Directed acyclic graphs are also called acyclic directed graphs or acyclic digraphs.
A graph is formed by vertices and by edges connecting pairs of vertices, where the vertices can be any kind of object that is connected in pairs by edges. In the case of a directed graph, each edge has an orientation, from one vertex to another vertex. A path in a directed graph is a sequence of edges having the property that the ending vertex of each edge in the sequence is the same as the starting vertex of the next edge in the sequence; a path forms a cycle if the starting vertex of its first edge equals the ending vertex of its last edge. A directed acyclic graph is a directed graph that has no cycles.
A vertex v of a directed graph is said to be reachable from another vertex u when there exists a path that starts at u and ends at v. As a special case, every vertex is considered to be reachable from itself (by a path with zero edges). If a vertex can reach itself via a nontrivial path (a path with one or more edges), then that path is a cycle, so another way to define directed acyclic graphs is that they are the graphs in which no vertex can reach itself via a nontrivial path.

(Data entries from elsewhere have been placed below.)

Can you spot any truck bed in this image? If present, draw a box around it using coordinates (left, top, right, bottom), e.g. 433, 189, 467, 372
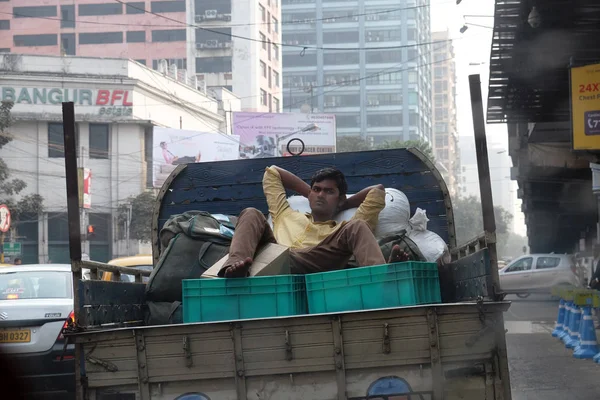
74, 302, 510, 400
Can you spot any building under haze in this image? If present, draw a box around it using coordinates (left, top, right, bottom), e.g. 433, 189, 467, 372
282, 0, 432, 145
431, 31, 460, 197
0, 0, 281, 111
0, 54, 229, 263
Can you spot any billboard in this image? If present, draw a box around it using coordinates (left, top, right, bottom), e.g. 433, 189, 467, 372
233, 112, 335, 158
571, 64, 600, 150
152, 127, 240, 188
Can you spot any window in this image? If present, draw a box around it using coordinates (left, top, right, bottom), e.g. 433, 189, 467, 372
60, 33, 77, 56
79, 32, 123, 44
127, 31, 146, 43
90, 124, 108, 159
367, 114, 402, 127
408, 71, 417, 83
260, 89, 267, 106
60, 6, 75, 28
79, 2, 123, 17
326, 51, 360, 65
196, 57, 232, 74
335, 115, 360, 128
258, 33, 267, 50
269, 67, 273, 89
152, 29, 186, 43
323, 31, 358, 44
367, 50, 402, 63
152, 58, 187, 70
283, 52, 316, 67
260, 61, 267, 78
125, 1, 146, 14
48, 122, 79, 158
535, 257, 560, 269
505, 257, 533, 272
13, 6, 57, 18
258, 4, 267, 22
408, 92, 419, 106
150, 0, 185, 13
435, 122, 448, 133
13, 34, 58, 47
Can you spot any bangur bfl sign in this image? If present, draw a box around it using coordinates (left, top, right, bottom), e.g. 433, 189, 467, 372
0, 86, 133, 117
571, 64, 600, 150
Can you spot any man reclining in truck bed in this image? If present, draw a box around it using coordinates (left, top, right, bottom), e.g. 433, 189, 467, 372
219, 166, 403, 278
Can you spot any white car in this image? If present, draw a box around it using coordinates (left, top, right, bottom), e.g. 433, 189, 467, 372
0, 264, 75, 399
499, 253, 581, 298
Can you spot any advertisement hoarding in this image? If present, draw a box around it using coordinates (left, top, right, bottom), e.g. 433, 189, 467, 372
571, 64, 600, 150
152, 127, 240, 188
233, 112, 336, 158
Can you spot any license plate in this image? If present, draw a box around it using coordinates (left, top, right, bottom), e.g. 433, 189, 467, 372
0, 329, 31, 343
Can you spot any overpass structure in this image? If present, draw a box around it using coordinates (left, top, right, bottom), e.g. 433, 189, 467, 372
487, 0, 600, 253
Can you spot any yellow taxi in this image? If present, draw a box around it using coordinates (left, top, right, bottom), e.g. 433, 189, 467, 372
102, 254, 153, 283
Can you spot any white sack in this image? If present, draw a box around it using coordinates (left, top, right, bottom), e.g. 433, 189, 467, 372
408, 208, 449, 263
269, 188, 410, 238
375, 188, 410, 239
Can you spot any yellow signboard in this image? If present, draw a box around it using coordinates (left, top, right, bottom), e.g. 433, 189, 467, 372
571, 64, 600, 150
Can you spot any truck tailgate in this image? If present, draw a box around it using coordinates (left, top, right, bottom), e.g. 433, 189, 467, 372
73, 302, 510, 400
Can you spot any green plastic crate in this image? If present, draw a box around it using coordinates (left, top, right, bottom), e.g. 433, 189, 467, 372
182, 275, 307, 323
306, 261, 442, 314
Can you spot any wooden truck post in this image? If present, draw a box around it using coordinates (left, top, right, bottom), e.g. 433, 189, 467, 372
59, 74, 511, 400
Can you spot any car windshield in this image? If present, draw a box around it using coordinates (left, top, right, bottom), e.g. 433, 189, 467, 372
0, 271, 72, 300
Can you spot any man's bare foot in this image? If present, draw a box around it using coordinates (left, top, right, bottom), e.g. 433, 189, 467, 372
225, 257, 252, 278
388, 245, 409, 264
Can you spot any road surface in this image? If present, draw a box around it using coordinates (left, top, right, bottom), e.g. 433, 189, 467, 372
504, 295, 600, 400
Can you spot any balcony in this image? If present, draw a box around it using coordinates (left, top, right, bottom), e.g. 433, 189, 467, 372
194, 10, 231, 24
196, 40, 233, 50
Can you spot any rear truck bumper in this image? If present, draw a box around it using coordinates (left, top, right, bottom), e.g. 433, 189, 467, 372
7, 342, 75, 400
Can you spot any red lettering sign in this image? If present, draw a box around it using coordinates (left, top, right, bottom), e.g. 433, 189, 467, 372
96, 90, 110, 106
123, 90, 133, 107
110, 89, 123, 106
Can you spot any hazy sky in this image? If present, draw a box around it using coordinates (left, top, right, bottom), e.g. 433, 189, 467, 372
430, 0, 526, 235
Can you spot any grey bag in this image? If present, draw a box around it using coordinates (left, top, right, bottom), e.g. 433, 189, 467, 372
146, 211, 231, 303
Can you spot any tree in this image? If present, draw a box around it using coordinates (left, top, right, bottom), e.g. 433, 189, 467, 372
452, 196, 522, 255
0, 101, 44, 227
117, 192, 156, 243
336, 136, 371, 153
377, 140, 435, 162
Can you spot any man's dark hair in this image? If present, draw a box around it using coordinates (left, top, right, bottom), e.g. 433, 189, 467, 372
310, 168, 348, 196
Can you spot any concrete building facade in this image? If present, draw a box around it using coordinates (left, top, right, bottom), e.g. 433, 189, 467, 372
0, 54, 235, 263
282, 0, 431, 145
431, 31, 461, 197
0, 0, 281, 112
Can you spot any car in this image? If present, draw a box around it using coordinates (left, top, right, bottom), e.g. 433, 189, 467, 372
102, 254, 153, 283
0, 264, 75, 399
499, 253, 581, 298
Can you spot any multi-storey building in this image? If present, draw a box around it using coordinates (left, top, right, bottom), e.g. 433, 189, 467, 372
0, 54, 238, 263
194, 0, 281, 112
0, 0, 281, 112
432, 31, 461, 196
282, 0, 431, 145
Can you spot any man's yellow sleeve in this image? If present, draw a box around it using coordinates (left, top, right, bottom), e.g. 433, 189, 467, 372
263, 166, 290, 222
352, 189, 385, 231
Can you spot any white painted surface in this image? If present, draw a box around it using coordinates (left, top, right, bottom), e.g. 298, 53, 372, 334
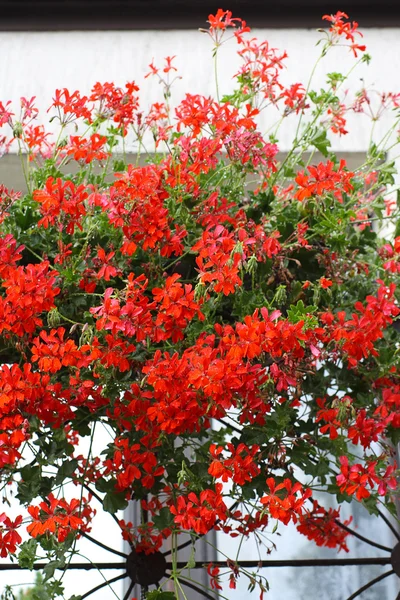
0, 27, 400, 600
0, 29, 400, 151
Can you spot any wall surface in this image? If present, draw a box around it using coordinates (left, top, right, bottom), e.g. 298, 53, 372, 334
0, 27, 400, 600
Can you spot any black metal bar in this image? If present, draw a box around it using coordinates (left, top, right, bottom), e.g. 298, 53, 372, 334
179, 579, 217, 600
167, 556, 391, 569
124, 581, 135, 600
81, 573, 128, 600
0, 556, 391, 571
80, 531, 128, 558
0, 562, 126, 571
335, 519, 392, 552
347, 569, 394, 600
377, 508, 400, 542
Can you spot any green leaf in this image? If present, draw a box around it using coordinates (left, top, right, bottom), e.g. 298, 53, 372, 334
153, 506, 174, 531
18, 538, 38, 571
54, 458, 78, 485
146, 590, 176, 600
310, 129, 331, 156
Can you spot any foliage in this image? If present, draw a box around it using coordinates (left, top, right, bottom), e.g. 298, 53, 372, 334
0, 10, 400, 599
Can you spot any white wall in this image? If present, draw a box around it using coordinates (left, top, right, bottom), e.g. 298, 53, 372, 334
0, 29, 400, 151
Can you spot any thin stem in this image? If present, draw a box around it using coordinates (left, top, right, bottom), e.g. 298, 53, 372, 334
81, 573, 128, 600
124, 581, 135, 600
82, 483, 121, 529
377, 508, 400, 541
182, 580, 215, 600
347, 569, 394, 600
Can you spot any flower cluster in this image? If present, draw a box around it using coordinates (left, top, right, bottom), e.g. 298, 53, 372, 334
0, 9, 400, 600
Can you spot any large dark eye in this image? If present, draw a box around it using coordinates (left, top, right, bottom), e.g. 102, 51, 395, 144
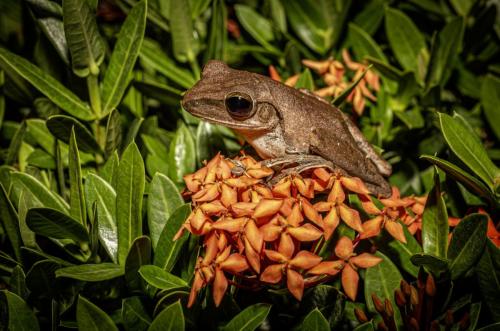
226, 93, 253, 118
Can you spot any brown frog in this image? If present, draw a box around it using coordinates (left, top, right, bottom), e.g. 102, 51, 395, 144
182, 61, 391, 197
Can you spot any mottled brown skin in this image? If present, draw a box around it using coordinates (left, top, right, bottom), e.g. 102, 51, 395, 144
182, 61, 391, 197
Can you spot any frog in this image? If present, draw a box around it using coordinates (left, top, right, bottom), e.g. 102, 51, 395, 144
181, 60, 392, 197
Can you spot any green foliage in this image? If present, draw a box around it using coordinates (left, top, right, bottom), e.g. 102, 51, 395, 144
0, 0, 500, 330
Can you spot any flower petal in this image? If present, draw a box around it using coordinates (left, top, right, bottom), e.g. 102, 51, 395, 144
289, 251, 321, 270
342, 263, 359, 301
286, 268, 304, 301
260, 264, 283, 284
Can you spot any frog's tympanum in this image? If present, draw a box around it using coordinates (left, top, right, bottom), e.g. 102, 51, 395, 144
182, 61, 391, 197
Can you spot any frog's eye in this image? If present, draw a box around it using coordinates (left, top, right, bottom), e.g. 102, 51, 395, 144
226, 93, 253, 118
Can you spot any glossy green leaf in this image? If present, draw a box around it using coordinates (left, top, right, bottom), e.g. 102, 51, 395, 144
116, 142, 145, 264
234, 4, 280, 54
427, 17, 464, 86
148, 300, 184, 331
26, 208, 89, 243
11, 172, 69, 213
365, 252, 403, 325
222, 303, 271, 331
45, 115, 102, 154
439, 113, 500, 188
154, 204, 191, 271
475, 240, 500, 321
139, 265, 189, 290
148, 173, 184, 248
102, 0, 147, 116
0, 290, 40, 331
139, 38, 196, 89
168, 124, 196, 186
170, 1, 196, 62
422, 172, 448, 258
56, 262, 125, 282
448, 214, 488, 279
481, 75, 500, 140
122, 297, 151, 331
125, 236, 151, 289
68, 129, 87, 226
385, 8, 427, 78
76, 296, 118, 331
349, 23, 387, 63
62, 0, 105, 77
0, 47, 94, 121
301, 308, 330, 331
85, 174, 118, 263
0, 183, 22, 261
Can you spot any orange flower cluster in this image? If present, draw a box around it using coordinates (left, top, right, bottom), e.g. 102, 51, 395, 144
176, 154, 422, 306
269, 49, 380, 116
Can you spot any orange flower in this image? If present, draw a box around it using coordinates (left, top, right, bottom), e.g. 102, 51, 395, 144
308, 237, 382, 301
260, 250, 321, 300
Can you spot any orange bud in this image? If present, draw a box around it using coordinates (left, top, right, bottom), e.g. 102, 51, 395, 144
339, 204, 363, 233
335, 236, 354, 260
349, 253, 382, 268
260, 264, 283, 284
307, 260, 344, 276
286, 269, 304, 301
289, 251, 321, 270
385, 221, 406, 244
323, 208, 340, 240
212, 268, 228, 307
342, 263, 359, 301
253, 199, 283, 218
287, 224, 323, 241
340, 176, 370, 195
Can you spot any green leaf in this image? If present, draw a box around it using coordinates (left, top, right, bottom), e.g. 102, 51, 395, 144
148, 173, 184, 248
448, 214, 488, 279
85, 174, 118, 263
76, 295, 118, 331
148, 300, 184, 331
68, 129, 87, 226
102, 0, 147, 116
56, 262, 125, 282
0, 47, 94, 121
475, 240, 500, 321
349, 23, 387, 63
421, 155, 495, 201
116, 142, 145, 264
300, 308, 330, 331
170, 1, 196, 62
125, 236, 151, 289
11, 172, 69, 213
139, 39, 196, 89
26, 208, 89, 243
0, 290, 40, 331
154, 203, 191, 271
439, 113, 499, 189
234, 4, 280, 54
481, 75, 500, 140
122, 297, 151, 331
168, 124, 196, 186
365, 252, 403, 324
0, 183, 22, 261
62, 0, 105, 77
222, 303, 271, 331
385, 7, 428, 79
139, 265, 189, 290
104, 109, 122, 157
45, 115, 102, 154
422, 172, 448, 258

The reachability relation of a DAG can be formalized as a partial order ≤ on the vertices of the DAG. In this partial order, two vertices u and v are ordered as u ≤ v exactly when there exists a directed path from u to v in the DAG; that is, when u can reach v (or v is reachable from u). However, different DAGs may give rise to the same reachability relation and the same partial order. For example, a DAG with two edges u → v and v → w has the same reachability relation as the DAG with three edges u → v, v → w, and u → w. Both of these DAGs produce the same partial order, in which the vertices are ordered as u ≤ v ≤ w.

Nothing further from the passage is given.